August 27, 2009

This Post is Old!

The post you are reading is years old and may not represent my current views. I started blogging around the time I first began to study philosophy, age 17. In my view, the point of philosophy is to expose our beliefs to rational scrutiny so we can revise them and get better beliefs that are more likely to be true. That's what I've been up to all these years, and this blog has been part of that process. For my latest thoughts, please see the front page.

Reductivism, Eliminativism, and Berkeley's Theory of Physical Objects

In present-day metaphysical discussions it is common to distinguish between 'reductivism' and 'eliminativism' with respect to some class of objects, C. These can be thought of as two different ways of denying the (fundamental, metaphysical) existence/reality of the objects in C. Examples of classes discussed by philosophers in this way include minds, conscious experiences, and macrophysical objects. The two views may be given a linguistic formulation as follows:

Linguistic Reductivism (LR): Sentences which appear to assume the existence of the putative objects in C are strictly and literally true, although, in metaphysical rigor, the putative objects do not exist. (The appearance is misleading.)

Linguistic Eliminativism (LE): Sentences which appear to assume the existence of the putative objects in C are strictly and literally false (although they may be true in some loose and popular sense).

Someone committed to LR with respect to macrophysical objects would say that when I say there is a table in my living room I only appear to assume that there are such things as tables - in reality, the truth of this sentence does not require that there be tables. Someone committed to LE would say, instead, that when I say there is a table in my living room that sentence is false, since there is no such thing as a table. Still, an adherent of LE might admit, there are certain facts about arrangements of atoms and my perceptions and so forth such that talk about tables can be pragmatically useful, and so might be 'true' in some loose and popular sense.

Reductivism and eliminativism can also be formulated in more explicitly metaphysical terms:

Metaphysical Reductivism (MR): The facts about the objects in C are nothing over and above the facts about objects in some other class, D.

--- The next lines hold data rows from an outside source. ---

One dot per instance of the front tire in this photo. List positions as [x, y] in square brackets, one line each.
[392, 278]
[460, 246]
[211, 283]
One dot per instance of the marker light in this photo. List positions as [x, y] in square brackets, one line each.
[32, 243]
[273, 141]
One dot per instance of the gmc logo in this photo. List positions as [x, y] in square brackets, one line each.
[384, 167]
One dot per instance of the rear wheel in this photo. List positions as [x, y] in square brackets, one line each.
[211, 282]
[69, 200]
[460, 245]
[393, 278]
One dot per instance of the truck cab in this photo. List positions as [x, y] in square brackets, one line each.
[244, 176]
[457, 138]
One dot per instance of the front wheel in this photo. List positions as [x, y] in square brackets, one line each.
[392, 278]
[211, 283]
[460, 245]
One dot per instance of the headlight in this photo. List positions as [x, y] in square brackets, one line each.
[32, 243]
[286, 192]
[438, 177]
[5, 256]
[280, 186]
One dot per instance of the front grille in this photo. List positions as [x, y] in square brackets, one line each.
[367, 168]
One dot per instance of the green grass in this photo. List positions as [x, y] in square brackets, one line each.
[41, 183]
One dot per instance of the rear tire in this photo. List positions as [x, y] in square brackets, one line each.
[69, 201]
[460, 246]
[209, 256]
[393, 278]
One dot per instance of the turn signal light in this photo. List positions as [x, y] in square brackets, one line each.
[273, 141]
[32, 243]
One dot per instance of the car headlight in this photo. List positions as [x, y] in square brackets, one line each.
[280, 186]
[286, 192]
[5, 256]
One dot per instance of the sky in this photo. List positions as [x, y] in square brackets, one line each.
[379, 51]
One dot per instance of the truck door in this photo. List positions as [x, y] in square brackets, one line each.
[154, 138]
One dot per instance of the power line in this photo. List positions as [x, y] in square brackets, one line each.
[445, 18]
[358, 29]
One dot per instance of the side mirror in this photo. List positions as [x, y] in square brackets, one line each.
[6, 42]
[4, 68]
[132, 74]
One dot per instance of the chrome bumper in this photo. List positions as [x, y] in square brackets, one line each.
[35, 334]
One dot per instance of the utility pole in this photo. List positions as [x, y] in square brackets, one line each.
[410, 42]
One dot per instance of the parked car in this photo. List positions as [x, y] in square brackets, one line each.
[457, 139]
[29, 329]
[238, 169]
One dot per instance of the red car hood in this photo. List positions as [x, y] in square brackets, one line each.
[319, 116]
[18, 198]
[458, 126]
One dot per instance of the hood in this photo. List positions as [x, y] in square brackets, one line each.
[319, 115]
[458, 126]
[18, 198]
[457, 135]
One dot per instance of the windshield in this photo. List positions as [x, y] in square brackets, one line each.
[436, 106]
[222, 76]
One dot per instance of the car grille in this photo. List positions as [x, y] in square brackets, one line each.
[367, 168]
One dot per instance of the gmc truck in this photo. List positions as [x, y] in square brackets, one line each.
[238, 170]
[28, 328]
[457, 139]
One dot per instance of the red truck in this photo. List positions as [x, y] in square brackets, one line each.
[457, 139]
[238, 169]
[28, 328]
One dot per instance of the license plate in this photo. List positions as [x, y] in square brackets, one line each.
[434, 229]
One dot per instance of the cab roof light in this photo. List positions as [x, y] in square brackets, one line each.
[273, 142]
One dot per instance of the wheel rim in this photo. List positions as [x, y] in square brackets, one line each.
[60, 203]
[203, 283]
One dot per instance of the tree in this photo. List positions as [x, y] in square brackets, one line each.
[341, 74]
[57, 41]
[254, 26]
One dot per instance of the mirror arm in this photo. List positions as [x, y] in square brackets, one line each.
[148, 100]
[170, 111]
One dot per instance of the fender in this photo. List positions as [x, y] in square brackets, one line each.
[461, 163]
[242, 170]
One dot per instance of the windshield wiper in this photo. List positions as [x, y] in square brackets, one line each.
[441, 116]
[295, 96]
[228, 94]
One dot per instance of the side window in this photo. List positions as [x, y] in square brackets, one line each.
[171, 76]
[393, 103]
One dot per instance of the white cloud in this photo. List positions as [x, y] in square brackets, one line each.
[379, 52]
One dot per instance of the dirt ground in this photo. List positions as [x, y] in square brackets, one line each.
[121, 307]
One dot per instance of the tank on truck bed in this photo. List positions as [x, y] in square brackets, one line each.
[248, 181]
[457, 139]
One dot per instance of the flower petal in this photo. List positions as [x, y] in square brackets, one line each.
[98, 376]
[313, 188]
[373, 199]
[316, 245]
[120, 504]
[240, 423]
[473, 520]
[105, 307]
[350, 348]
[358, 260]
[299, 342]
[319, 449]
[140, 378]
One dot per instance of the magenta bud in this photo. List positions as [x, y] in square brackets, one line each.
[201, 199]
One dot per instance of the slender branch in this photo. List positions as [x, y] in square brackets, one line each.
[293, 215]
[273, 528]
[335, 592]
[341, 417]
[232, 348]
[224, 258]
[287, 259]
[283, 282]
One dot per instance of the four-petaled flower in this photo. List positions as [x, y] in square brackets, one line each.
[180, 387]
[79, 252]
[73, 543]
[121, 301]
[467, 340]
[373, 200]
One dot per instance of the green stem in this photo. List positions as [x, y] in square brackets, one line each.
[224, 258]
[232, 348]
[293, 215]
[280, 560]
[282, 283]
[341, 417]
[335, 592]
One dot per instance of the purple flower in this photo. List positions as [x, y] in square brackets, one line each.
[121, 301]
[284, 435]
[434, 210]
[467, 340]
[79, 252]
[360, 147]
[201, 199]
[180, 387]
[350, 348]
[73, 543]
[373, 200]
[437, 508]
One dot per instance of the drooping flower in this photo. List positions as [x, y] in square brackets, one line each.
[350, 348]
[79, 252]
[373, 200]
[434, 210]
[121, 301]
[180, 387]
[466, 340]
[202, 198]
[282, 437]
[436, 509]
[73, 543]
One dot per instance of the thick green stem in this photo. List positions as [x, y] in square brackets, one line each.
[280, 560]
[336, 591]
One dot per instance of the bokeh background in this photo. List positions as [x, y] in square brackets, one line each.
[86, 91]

Metaphysical Eliminativism (ME): There are no objects in C, and so there are no facts about the (putative) objects in C.

In the metaphysical formulation, the eliminativist about macrophysical objects would simply and straightforwardly state there are no such things as tables. The reductivist would instead say that the facts about tables are exhausted by facts about particles. In other words, to move back in a linguistic direction, if you were to describe the whole world just in terms of particles, with no mention of tables, you wouldn't be missing anything. This might be because tables simply are collections of particles (this corresponds to the 'identitarian' position in philosophy of mind), or the relationship might be more complicated.

It seems to me that in contemporary discussions, the metaphysical and linguistic versions are usually treated simply as different formulations of the same position, and it should be easy to see why.

Now, where Berkeley's view of physical objects stands among these theses is a disputed matter. Sometimes, for instance, he is cast as a reductive phenomenalist, holding that the facts about physical objects are really about experiences. Others cast him as a reductive idealist, holding that physical objects are really collections of ideas. (Strong support for this comes from PHK 1 and a few passages in the Dialogues that I won't go hunting for right now.) It can also be argued that Berkeley is really at heart an eliminativist, on the grounds that he only talks about physical objects when he is "speaking with the vulgar." In other words, one might take his view to be that statements about physical objects are only 'true' in some loose and popular sense. ("Strictly speaking, Hylas, we do not see the same object we feel" - DHP 245.)

A further complication that I think has not been adequately appreciated is that Berkeley's theory of language causes the linguistic and metaphysical formulations to come apart. This is because, according to Berkeley, sentences don't have to be about anything in order to be true. On his view, very few words in human language correspond directly to any entity or idea. Some of them can stand 'indifferently' for any of a number of ideas, and some don't stand for anything at all, but are nevertheless meaningful. (In "The Semantics of Sense Perception" I dubbed these "referentless abstract terms" - 'abstract' because they don't correspond to ideas, and 'referentless' because they don't refer to extra-mental objects, like other minds, either.) It is possible, then, that physical object terms don't refer to anything, mental or extra-mental, at all, yet were still meaningful and could still be used in true affirmations. This view would combine LR and ME.

In point of fact, I think it is moderately clear that Berkeley holds LR, but it's hard to tell which of the metaphysical formulations would be more properly attributed to him. That is, it is moderately clear that Berkeley thinks that plain language statements about physical objects are strictly and literally true (once one correctly understand the 'strict and literal' meaning of such plain language statements), but it is unclear whether he thinks that physical object terms refer to anything.

It should be noted that many nominalists are committed to something like Berkeley's claim that sentences can be true without being about anything: many nominalists say that this is precisely the case with sentences that appear to be about abstract objects like numbers or universals. This will cause the linguistic and metaphysical formulations to come apart again.